Some quick internet searching for this data:
-15% of US homes use gas stoves, with 47 million stoves.
-Of total US natural gas consumption, 2.8% is used for residential cooking.
-Residential use of natural gas is 15% of overall usage.
-Cooking with gas thus emits .2% of US carbon emissions.
At Lloyd's costs of installing his stove:
-Converting to US dollars: $2520 to install new stove
-Extrapolated to overall US, it would cost $118 billion to save .2% of US carbon emissions
If each stove weighs 200 pounds, you'd have 9.4 billion pounds of stoves to haul away and melt down, taking further carbon emissions, not to mention the embedded emissions of making and transporting the new stoves, as well as eventually pulling out all the gas lines and recycling them, and also mining the copper for all that heavy-duty new wiring and other power supplies.

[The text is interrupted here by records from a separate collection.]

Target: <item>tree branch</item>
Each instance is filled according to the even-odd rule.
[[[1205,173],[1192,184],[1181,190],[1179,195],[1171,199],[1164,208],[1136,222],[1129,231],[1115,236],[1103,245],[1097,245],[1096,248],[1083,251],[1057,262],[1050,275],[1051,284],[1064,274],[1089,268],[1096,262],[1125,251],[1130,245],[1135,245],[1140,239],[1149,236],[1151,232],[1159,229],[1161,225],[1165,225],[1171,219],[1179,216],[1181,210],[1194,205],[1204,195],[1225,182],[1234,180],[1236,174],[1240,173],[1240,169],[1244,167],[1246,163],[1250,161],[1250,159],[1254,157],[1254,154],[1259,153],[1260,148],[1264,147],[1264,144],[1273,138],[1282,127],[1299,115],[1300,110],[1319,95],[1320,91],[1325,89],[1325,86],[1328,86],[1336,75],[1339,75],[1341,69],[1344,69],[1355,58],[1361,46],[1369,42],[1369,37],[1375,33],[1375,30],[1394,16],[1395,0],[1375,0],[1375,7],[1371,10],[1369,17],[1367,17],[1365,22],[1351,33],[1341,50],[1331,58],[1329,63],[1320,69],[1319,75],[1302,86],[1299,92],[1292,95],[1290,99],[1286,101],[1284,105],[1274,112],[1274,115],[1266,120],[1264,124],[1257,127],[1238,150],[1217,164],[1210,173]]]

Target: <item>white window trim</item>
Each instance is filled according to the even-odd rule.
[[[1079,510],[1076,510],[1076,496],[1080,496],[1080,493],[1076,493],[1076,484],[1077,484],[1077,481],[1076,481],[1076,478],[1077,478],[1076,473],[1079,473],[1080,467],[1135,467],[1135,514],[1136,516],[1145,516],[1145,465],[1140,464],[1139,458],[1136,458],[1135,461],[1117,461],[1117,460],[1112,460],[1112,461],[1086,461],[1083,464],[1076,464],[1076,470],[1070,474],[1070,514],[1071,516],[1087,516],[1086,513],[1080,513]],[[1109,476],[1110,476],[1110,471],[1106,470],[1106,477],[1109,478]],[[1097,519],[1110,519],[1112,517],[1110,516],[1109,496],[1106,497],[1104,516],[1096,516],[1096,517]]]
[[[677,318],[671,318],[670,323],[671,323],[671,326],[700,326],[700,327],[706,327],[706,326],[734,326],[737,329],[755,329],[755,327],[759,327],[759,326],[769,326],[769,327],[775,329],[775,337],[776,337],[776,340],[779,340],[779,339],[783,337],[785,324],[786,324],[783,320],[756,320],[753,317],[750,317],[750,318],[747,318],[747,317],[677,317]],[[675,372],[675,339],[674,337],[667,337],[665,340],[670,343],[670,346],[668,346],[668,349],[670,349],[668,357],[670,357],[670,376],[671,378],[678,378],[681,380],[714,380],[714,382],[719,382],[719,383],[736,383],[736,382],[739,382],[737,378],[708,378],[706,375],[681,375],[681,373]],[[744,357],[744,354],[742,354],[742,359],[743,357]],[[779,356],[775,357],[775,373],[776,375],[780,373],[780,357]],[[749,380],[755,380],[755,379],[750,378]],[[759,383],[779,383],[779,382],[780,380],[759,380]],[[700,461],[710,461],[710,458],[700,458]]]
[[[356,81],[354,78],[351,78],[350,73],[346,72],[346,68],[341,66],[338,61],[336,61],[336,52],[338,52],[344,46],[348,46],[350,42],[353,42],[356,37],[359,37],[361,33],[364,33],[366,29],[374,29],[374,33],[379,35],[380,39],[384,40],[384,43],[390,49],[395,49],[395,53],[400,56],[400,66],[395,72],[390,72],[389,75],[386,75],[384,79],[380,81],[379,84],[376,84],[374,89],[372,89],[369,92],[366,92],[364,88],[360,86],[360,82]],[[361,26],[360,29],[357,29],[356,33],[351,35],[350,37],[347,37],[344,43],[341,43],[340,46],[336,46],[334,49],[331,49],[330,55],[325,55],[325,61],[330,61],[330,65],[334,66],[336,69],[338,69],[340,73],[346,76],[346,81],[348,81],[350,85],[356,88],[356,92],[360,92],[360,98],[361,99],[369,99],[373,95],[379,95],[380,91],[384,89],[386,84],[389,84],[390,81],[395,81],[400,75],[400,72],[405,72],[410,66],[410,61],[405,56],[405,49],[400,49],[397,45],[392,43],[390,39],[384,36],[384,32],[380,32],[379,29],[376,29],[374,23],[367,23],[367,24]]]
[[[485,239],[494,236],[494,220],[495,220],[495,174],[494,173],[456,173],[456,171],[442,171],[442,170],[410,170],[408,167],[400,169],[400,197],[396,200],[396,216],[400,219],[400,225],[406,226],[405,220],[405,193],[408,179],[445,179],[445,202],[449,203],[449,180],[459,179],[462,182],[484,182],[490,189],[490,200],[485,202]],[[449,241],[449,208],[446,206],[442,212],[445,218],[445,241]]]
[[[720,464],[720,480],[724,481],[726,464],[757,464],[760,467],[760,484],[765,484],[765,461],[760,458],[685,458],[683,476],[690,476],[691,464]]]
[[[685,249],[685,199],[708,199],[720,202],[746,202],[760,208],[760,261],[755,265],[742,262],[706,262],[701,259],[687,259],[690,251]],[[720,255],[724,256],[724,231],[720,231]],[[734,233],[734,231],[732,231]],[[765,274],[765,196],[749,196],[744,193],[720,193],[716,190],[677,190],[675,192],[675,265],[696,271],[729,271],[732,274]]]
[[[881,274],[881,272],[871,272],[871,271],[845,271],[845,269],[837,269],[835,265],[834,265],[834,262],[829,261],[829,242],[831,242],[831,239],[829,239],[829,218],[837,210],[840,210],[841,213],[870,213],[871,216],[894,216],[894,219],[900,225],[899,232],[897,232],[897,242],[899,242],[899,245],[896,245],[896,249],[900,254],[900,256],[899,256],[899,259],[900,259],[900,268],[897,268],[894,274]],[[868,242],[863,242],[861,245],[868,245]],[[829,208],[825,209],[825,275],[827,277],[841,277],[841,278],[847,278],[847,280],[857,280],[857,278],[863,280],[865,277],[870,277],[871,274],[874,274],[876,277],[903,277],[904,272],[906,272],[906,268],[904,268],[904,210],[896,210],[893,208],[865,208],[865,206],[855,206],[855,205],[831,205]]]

Is the the best usage of resources?
My apologies if this data is inaccurate, but I'm pressed for time today and couldn't do multiple searches. But, this conveys my general concern.
We switched from a gas range to an electric induction range last month. I'm an excellent and avid cook and I'm completely delighted. It's a very cool piece of technology and EXTREMELY responsive. And a lot simpler to use and clean. If women and men who actually cook were driving the conversation, and had the chance to try induction, there would be no argument for keeping gas. Granted, we had enough electric capacity to add a circuit for it and our pots and pans worked for induction burners.